Raindrop Waves

September 12, 2006


Provided by: John A. Adam, Old Dominion University
Summary authors & editors: John A. Adam

These wave patterns were formed on a drizzly day on ochre-colored ponds known as the Ink Pots, near Johnston Canyon in Banff National Park, Alberta, Canada. Note carefully how the shorter wavelengths appear in the outer parts of the circular pattern, and the longer wavelengths coexist inside them. This is because the small raindrops generate waves that are primarily dominated by the surface tension of the water surface, and the shorter the wavelength they possess, the faster they move. This is in contrast to waves produced on the surface of a pond by larger objects, such as pebbles or rocks; in such cases these waves are dominated by gravity (as are the longer Ocean waves), and in this case the longer waves move faster, so the pattern is effectively the reverse of the one shown here. Try it and see for yourself!

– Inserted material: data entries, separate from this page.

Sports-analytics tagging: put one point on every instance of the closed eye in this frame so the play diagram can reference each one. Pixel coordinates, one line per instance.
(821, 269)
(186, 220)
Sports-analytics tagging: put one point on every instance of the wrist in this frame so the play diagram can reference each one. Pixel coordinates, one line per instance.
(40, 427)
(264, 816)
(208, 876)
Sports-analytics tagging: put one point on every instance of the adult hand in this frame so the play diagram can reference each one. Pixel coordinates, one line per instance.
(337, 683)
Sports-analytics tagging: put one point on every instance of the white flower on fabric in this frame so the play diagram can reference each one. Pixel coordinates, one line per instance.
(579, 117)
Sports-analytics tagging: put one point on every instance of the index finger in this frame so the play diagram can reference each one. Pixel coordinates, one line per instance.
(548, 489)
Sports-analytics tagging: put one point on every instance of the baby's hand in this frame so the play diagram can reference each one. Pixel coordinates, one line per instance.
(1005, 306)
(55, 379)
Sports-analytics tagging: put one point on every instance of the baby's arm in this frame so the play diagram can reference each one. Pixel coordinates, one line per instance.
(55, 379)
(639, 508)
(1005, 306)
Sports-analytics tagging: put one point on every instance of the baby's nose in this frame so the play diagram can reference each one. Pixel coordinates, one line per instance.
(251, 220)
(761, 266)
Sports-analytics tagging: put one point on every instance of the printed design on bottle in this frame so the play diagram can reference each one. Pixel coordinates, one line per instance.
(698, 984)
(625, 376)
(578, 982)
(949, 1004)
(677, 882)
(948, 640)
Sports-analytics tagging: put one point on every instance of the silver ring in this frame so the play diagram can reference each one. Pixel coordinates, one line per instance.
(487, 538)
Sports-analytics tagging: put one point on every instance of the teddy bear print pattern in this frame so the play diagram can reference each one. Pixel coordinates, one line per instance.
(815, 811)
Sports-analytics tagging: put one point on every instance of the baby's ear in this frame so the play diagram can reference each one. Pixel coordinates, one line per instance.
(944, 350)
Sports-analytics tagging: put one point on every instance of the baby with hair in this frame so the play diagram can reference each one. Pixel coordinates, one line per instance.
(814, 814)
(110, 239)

In this location several cool springs bubble out of the ground year-round. The glacial sediments in the springs create beautiful aqua colors. According to Park information, Native Indians used the ochre-colored sediment as war paint; later, settlers used to dig out this material and sell it suppliers of watercolor paint for artists. Remnants of the settler’s equipment can still be seen scattered around the ponds. Photo taken in late May of 2006.